Europe's most active volcano regularly spews smoke and lava and has been in a state of eruption since 2011.

Lava fountains from the Southeast Crater rim have reached nearly a mile into the air—three times the height of New York's One World Trade Center—while a column of smoke, ash and volcanic gases has at times extended more than seven miles high.

The volcano and its eruptions are visible from the city of Catania, where the rugby team is based, and across the Mediterranean island.

In fact, the eruption has triggered such a large plume of smoke that it is regularly visible from space.

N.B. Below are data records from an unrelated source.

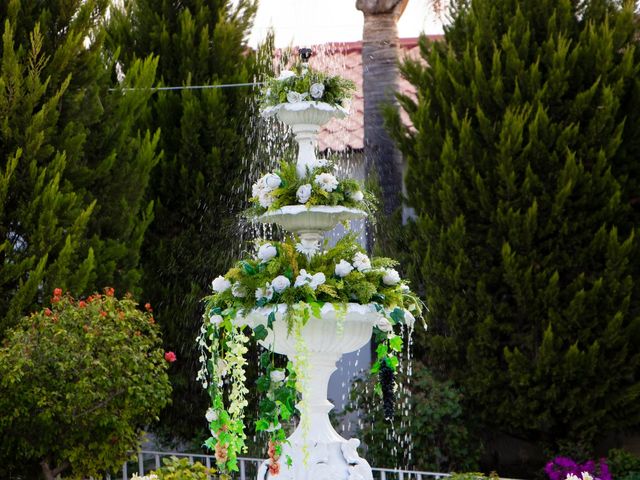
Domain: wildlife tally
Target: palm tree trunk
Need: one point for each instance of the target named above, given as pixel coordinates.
(380, 78)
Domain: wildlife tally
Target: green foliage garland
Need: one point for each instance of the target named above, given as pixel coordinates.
(78, 382)
(277, 275)
(284, 187)
(306, 84)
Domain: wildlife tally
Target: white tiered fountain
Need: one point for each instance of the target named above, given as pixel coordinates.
(317, 451)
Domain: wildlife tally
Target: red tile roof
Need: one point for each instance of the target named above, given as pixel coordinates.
(345, 59)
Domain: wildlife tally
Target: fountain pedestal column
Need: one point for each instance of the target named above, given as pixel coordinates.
(317, 451)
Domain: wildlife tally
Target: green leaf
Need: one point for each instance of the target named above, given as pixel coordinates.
(395, 343)
(382, 350)
(248, 268)
(397, 315)
(263, 382)
(265, 359)
(260, 332)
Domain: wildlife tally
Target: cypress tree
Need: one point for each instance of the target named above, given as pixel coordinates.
(74, 164)
(196, 185)
(523, 172)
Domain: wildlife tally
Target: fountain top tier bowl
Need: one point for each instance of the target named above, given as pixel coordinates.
(305, 113)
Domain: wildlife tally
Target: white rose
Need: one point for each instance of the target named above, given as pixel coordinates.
(258, 188)
(280, 283)
(294, 97)
(384, 325)
(284, 74)
(303, 193)
(391, 277)
(266, 292)
(222, 367)
(211, 415)
(238, 290)
(266, 199)
(302, 279)
(317, 280)
(220, 284)
(327, 182)
(317, 90)
(272, 181)
(319, 163)
(361, 262)
(266, 252)
(357, 196)
(409, 319)
(343, 268)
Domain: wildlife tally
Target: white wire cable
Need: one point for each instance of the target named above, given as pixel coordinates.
(189, 87)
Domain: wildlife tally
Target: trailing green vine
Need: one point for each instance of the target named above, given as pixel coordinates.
(304, 84)
(278, 273)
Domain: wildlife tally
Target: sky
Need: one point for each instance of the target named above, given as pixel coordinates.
(310, 22)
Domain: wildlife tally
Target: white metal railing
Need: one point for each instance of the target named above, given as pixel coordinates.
(148, 460)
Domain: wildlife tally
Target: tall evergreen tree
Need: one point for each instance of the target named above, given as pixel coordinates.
(523, 172)
(74, 162)
(196, 185)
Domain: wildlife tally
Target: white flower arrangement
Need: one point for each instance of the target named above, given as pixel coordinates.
(266, 252)
(220, 284)
(326, 181)
(302, 83)
(280, 283)
(391, 277)
(304, 193)
(343, 268)
(361, 262)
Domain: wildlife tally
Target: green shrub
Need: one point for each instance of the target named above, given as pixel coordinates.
(178, 469)
(623, 465)
(429, 429)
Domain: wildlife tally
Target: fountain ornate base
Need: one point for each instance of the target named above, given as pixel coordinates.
(327, 461)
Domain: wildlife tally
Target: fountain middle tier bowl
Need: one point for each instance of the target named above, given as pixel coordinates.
(337, 331)
(319, 218)
(305, 113)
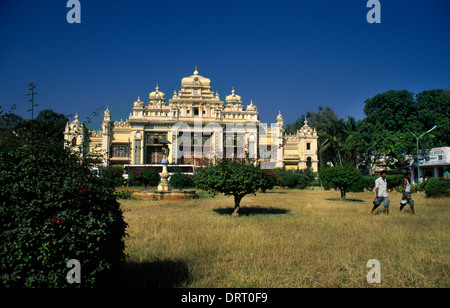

In a post on NASA's Earth Observatory website, the agency said "even experienced Etna watchers have been wowed by the intensity of the volcano's unrest" in recent weeks.

Mount Etna volcano
A general view taken on March 04, 2021 from Giarre, north of Catania, Sicily, shows the Mount Etna volcano spewing smoke. Mount Etna, one of the world's most active volcanoes, continued belching smoke and ashes southeast from its crater, as emergency authorities monitored the situation closely in the three villages at the foot of the volcano, Linguaglossa, Fornazzo and Milo, considering the eruptions not worrying so far. GIOVANNI ISOLINO/AFP via Getty Images

Etna's Southeast Crater, one of four summit craters on the volcano and the youngest, formed in 1971, has produced a string of lava fountains for nearly a week, starting on February 16.

Marco Neri, a volcanologist with Italy's National Institute of Geophysics and Volcanology, said: "The most recent novelty is that the last six eruptive paroxysms were among the most violent in the Southeast Crater's young history."

Catania airport was forced to close temporarily last month because of the eruptions and villages have been covered in volcanic stones as well as ash.

Alfio Cristaudo, mayor of the town of Pedara, told AP: "The entire territory of Pedara and all the streets are covered in volcanic ashes and lapillus," or volcanic stones.

To limit the spread of the ash, motorbikes and scooters were banned and the driving speed limit for cars was reduced.

Massimiliano Formica, a Pedara resident, said he thought it had been "raining in a weird way. I went out and I saw soil falling down. Also big stones."

In 1983, engineers had to use dynamite to divert lava that was streaming towards homes on the island and in 1992, the Italian army was called upon to build a protective wall around a village.